When the Lord takes his leave, babbling your titles in farewell, Valarr does not step away. He leans close to you, pretending to adjust one of your ruby necklaces at your chest, letting his breath brush against your face and his fingertips gently caress the contour of your bosom, pressed together by the tight neckline.
“They are being especially persistent tonight,” he whispers, frustration lashing his tongue. Finally, that perfect calm fractures a mere millimeter, revealing the possessive zeal that simmers beneath his skin. “I wonder if I should remind them every hour that you are wed to me.”

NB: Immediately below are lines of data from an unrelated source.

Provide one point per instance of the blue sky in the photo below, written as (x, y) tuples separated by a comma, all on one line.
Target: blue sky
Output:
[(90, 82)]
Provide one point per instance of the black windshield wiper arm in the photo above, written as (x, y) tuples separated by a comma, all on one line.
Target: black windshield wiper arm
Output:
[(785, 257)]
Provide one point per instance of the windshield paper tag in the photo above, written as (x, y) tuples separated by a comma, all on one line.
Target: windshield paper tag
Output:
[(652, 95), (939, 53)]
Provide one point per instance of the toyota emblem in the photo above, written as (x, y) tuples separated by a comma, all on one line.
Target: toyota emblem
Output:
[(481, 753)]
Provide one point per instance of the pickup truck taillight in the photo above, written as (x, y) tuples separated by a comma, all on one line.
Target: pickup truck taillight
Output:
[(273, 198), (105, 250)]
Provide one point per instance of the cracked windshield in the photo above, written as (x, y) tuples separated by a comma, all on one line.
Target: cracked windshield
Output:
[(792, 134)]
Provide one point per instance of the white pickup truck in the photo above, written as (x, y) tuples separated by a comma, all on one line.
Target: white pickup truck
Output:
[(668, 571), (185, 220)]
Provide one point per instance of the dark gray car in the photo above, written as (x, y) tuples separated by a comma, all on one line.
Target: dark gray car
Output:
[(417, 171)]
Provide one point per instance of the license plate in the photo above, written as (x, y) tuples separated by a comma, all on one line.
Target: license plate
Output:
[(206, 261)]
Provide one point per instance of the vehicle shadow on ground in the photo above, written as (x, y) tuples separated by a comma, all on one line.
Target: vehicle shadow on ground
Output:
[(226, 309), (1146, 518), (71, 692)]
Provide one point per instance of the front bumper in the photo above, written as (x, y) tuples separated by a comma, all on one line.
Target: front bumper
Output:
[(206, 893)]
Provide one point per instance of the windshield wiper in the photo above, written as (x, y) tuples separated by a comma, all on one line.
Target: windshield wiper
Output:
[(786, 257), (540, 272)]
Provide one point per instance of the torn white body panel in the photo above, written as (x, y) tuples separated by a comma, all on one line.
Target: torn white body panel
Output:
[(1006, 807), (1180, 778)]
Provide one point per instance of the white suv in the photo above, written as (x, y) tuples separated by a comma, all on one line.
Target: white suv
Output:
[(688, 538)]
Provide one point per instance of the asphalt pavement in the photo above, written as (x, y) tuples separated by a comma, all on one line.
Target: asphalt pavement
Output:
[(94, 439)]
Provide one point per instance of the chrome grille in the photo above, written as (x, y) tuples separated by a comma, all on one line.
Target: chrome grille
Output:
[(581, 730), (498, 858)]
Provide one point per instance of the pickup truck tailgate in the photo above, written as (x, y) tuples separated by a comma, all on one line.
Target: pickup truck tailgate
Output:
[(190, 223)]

Your hands travel up his chest, tracing a soft path of soothing caresses until they find the broad expanse of his shoulders, seeking to anchor his rising temper.
You offer him a tight, strained smile, still tasting the bitterness of the situation; you loathe the way any other man dares to look at you, for in your heart, only your husband holds the right to such intimacy.
Your fingers toy with the ornaments shaped like crimson dragon scales upon his shoulders, and you gaze up at him with big, adoring eyes.
“They all know it, my love. I am yours...”
But Valarr does not relax. He does not release that heavy, searing exhale—as hot as the breath of a dragon—that usually signals his surrender to your charms or the sound of your seductive voice confessing your devotion. That you are his.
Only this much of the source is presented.